Apollo 1 Crew (source: Wikipedia.com)
Gus Grissom, Roger Chaffee, and  Ed White were chosen to be the prime crew for the first Apollo mission.  Designated as Apollo Saturn-204, the launch rehearsal test began on the morning of that late January day.  The test had more than one glitch, first was a strong odor in the oxygen supply, which one of the occupants referred to as sour buttermilk.  Then came a communications glitch, prompting Grissom to yell: "How are we going to get to the moon if we can't talk between two or three buildings?"  As the test proceeded it was late in the day at 6:31 p.m. when the word "Fire" came across the communication system.  Deke Slayton, originally from Wisconsin and one of the original astronauts, would see white flame on a closed circuit camera system.  Technicians raced to the platform, the crew struggled to get out, but to no avail.  Ironically, part of the reason for lack of exit was the difficulty in opening the hatch from the inside.  To avoid a problem as occurred on Grissom's Mercury mission, the door opening was made more secure, with no one realizing that the designers went too far.  But, it was a pure oxygen environment, in part to cut down on weight, and flammable items in the capsule that doomed the men regardless of ability to open the hatch.  The flame was sparked by a partially bare wire near Grissom's position.

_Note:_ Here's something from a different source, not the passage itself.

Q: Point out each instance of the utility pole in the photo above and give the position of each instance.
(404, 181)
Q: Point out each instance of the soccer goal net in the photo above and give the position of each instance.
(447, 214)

Apollo Mission Command Module mock-up, Cape Canaveral, FL
1996 photo by T Hovel
As heart wrenching as that event was, it was not followed by a defeatist attitude.  The policy makers, managers, engineers, designer's and mechanics redoubled their efforts, investigated the problems, and developed solutions.  The more than eighteen month delay would lead to the success of Apollo 7 in October 1968, and Apollo 8 which would leave the bonds of the third planet from the sun on December 21, 1968 and go around the moon. (Apollo missions 2-6 were unmanned missions.) History was made, however, on July 20, 1969 when Neil Armstrong took "one small step for man, one giant leap for mankind." It took a special type of person to decide to go beyond the atmosphere and that is why Tom Wolfe termed the original Mercury Seven, as having the "Right Stuff."  Grissom, as was Deke Slayton, was one of the original Mercury Seven. I have to think that Grissom, White and Chaffee are proud that the Apollo program obtained its goal.  While a series of unfortunate events left women widowed and children without their father, the risks were not unknown. Legend has it that Gus Grissom picked a lemon off a tree at his home to take with him on the test as representative of the state of the hardware he would test.


Saturn Rocket Engine, Cape Canaveral, FL
1996 photo by T Hovel
It was after the fire, with pressure from other astronauts that NASA would designate the failure of this test operation as Apollo 1, breaking with tradition of only numbering actual flights.  The crew of AS-204, however, often referred to themselves as Apollo 1.  The engineers,scientists, mechanics, and the nation persevered not allowing one terrible moment on January 27, 1967 to alter its ultimate goal  Trials and tragedies are part of life, it is how one handles the trails and tragedies that forms character, perhaps more so than handling of success or good fortune.  It is rather fortunate that perseverance allows for making good from bad.